Lysosomes are acidic intracellular vesicles. They contain enzymes that degrade collagen matrix in bone, and are essential for osteoclast-mediated bone resorption. However, their importance in osteocytes is unknown. We recently observed lysosome deficiency in cultured osteocytes with EphrinB2 (Efnb2) knockdown, and that Efnb2-deficiency in osteocytes (Dmp1Cre.Efnb2) caused a phenotype of fragile bones with greater mineral and collagen content than controls. Here we sought to identify the lysosomal enzymes affected by Efnb2-deficiency in osteocytes and determine how they regulate the collagen matrix.
To investigate how Efnb2-deficiency influences lysosomal collagen-degrading enzymes in osteocytes, we performed proteomics on cultured Efnb2-deficient and vector control Ocy454 cells. Multiple collagen-degrading proteins were lower in Efnb2-deficient cells compared to controls. This included matrix metallopeptidases 2 (MMP2) and 14 (MMP14), procathepsin L (CTSL), cathepsin B (CTSB) and cathepsin D (CTSD).
Next, we assessed whether the absence of these enzymes effects the ability of osteocytes to remodel collagen in a 3D culture system. Control osteocytes caused significant collagen contraction, to 25% of the original area at day 15 and only 15% at day 21. In contrast, collagen containing Efnb2-deficient Ocy454 cells showed no matrix contraction at day 15, and less contraction than controls (30% of original area) at day 21.

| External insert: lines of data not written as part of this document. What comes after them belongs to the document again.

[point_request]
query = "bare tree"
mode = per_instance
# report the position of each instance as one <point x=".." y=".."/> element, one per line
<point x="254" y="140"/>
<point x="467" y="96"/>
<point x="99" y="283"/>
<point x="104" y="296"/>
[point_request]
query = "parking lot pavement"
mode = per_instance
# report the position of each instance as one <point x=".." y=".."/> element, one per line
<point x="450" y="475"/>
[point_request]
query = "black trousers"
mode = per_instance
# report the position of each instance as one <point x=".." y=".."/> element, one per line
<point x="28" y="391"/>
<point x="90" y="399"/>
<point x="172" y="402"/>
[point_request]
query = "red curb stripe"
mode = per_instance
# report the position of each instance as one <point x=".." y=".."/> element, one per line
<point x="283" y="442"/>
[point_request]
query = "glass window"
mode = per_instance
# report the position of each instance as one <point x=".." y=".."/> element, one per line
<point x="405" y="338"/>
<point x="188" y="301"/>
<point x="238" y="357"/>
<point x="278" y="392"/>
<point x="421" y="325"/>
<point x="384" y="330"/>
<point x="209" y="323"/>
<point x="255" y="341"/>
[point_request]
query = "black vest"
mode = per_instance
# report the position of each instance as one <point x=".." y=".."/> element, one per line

To determine how the absence of collagen-degrading enzymes in osteocytes affects the collagen matrix in vivo, we assessed collagen fiber architecture in tibial cortical bone from 12 week old Dmp1Cre.Efnb2 mice by second harmonic generation imaging. Dmp1Cre.Efnb2 bones had thicker collagen fiber bundles with less parallel orientation than control bones.

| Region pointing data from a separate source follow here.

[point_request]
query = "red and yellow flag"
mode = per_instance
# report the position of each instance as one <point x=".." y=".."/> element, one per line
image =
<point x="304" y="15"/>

These data indicate that the absence of collagen-degrading enzymes in osteocytes resulting from EphrinB2-deficiency limits osteocyte-dependent collagen contraction in vitro and collagen arrangement in vivo. This suggests a novel role for osteocyte-derived lysosomes to prevent aggregation of collagen in their surrounding matrix to preserve optimum bone quality and strength.